CLONING OF A NOVEL PHOSPHOPROTEIN REGULATED BY COLONY-STIMULATING FACTOR-1 SHARES A DOMAIN WITH THE DROSOPHILA DISABLED GENE-PRODUCT

A unique protein with an apparent molecular mass of 96 kilodaltons (p96) was detected in the murine macrophage cell line, BAC1.2F5. The murine cDNA encoding p96 was cloned and sequenced, along with cDNAs representing two alternatively spliced forms of the protein. All three proteins possessed identical amino-terminal domains with significant similarity to the amino-terminal domain of the Drosophila disabled gene product and carboxyl-terminal domains containing proline-rich sequences characteristic of src homology region (domain 3) binding regions. BAC1.2F5 cells predominately expressed the p96 protein, although mRNA and protein corresponding to the p67 splice variant were also detected.

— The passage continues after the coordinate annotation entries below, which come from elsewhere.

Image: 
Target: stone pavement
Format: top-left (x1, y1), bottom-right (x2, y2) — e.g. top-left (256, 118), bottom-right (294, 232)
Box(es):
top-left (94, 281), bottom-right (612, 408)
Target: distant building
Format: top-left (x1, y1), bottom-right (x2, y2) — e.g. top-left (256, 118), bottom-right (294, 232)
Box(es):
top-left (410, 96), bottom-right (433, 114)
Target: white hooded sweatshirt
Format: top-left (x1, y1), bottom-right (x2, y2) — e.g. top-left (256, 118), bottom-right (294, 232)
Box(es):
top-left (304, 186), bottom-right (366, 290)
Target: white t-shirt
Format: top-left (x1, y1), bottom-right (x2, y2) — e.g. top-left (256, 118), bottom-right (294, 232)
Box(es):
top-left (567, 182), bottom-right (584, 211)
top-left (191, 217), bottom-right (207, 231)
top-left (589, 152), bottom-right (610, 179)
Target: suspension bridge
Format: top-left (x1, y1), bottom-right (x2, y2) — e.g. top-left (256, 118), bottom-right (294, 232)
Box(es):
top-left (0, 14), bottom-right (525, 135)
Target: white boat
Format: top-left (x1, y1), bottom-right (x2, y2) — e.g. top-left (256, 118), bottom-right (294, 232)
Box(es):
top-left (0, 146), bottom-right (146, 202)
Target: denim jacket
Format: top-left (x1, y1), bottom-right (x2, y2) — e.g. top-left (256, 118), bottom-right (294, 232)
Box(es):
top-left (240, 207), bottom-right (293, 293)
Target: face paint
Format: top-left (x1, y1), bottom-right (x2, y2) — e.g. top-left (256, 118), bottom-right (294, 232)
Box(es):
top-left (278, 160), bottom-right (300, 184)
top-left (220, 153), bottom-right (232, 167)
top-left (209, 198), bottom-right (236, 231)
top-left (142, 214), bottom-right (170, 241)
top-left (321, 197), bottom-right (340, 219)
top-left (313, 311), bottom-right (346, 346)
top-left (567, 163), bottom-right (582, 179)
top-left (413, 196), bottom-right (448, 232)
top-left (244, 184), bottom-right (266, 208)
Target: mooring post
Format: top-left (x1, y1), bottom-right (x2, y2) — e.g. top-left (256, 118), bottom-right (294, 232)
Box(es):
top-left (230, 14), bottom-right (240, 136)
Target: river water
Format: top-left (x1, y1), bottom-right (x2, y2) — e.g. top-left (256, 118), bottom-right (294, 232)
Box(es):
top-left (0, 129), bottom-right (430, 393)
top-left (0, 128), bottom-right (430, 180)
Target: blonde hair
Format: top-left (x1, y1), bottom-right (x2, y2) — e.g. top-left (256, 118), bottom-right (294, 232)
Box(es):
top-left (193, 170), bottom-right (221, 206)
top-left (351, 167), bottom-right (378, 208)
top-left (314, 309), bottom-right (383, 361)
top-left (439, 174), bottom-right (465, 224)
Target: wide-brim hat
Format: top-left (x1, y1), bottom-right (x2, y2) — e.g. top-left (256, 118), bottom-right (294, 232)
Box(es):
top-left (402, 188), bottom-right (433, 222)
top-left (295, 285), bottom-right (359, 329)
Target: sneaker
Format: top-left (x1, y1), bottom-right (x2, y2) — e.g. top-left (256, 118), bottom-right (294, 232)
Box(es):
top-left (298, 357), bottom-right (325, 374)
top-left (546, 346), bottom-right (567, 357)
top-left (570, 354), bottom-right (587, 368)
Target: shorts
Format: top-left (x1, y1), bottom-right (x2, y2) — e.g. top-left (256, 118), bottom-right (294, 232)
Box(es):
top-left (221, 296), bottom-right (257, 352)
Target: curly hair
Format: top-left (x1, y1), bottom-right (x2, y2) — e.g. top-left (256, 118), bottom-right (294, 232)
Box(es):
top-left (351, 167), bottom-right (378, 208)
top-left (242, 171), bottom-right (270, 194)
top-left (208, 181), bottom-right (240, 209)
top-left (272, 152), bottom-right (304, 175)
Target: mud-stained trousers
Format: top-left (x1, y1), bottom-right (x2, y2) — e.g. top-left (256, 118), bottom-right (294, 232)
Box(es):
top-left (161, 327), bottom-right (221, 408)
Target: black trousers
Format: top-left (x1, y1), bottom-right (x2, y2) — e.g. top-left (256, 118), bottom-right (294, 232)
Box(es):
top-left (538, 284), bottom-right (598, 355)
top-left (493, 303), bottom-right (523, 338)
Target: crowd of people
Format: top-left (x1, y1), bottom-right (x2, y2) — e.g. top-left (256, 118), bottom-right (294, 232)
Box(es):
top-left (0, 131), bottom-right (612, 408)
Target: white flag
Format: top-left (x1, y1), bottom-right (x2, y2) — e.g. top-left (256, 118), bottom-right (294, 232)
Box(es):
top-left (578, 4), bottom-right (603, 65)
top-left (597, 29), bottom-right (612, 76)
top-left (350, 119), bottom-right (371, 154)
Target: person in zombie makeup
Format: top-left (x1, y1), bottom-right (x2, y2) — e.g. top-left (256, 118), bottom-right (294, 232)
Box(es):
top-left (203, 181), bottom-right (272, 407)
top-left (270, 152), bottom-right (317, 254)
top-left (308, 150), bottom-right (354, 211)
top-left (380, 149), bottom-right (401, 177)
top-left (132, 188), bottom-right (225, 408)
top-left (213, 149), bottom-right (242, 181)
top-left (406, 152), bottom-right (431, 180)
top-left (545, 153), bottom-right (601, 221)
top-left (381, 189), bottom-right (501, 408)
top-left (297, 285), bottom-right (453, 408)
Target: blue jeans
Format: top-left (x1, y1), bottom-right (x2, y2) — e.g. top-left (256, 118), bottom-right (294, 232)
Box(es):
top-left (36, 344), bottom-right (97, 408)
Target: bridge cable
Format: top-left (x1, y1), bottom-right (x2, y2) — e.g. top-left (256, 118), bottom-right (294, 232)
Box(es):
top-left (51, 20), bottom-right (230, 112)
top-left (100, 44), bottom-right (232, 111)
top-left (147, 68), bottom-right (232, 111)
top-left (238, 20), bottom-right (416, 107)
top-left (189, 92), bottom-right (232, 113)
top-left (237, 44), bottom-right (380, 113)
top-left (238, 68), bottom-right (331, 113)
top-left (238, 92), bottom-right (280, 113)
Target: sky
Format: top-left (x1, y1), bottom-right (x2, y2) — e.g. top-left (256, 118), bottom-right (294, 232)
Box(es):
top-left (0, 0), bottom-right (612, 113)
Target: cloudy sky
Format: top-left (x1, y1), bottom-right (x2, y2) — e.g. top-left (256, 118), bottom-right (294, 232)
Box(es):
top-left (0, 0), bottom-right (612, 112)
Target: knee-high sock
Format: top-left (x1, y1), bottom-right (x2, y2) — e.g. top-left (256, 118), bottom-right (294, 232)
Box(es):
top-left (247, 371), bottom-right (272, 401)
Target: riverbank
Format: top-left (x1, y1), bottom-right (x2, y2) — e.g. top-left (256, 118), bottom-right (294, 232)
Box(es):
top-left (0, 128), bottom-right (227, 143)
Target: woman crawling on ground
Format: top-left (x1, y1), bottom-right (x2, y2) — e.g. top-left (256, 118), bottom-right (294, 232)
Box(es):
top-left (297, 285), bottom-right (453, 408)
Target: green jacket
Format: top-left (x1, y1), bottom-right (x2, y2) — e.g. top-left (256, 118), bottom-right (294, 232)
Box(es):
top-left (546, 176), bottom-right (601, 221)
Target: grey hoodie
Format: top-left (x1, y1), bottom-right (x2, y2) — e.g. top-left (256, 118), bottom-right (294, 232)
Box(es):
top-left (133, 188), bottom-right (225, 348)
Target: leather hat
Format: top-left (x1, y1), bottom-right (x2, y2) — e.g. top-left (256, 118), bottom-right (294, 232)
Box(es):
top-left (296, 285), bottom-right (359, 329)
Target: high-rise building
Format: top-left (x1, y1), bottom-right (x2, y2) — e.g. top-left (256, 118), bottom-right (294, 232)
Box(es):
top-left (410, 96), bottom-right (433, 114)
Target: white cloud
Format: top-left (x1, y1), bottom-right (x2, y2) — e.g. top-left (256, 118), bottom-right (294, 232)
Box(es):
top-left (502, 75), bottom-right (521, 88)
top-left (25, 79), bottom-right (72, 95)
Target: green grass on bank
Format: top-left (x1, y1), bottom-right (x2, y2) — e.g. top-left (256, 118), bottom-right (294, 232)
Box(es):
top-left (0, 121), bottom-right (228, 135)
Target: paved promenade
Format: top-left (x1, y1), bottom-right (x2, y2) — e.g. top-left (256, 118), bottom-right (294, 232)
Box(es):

Electrophoretic gel retardation of p96 in response to stimulation of the cells with colony-stimulating factor 1 was noticeable within 5 min after growth factor addition and reached a maximum at 60 min. Metabolic labeling experiments showed that the gel retardation of p96 was associated with increased phosphorylation of the protein exclusively on serine residues. These data identify a novel protein that is phosphorylated in response to mitogenic growth factor stimulation.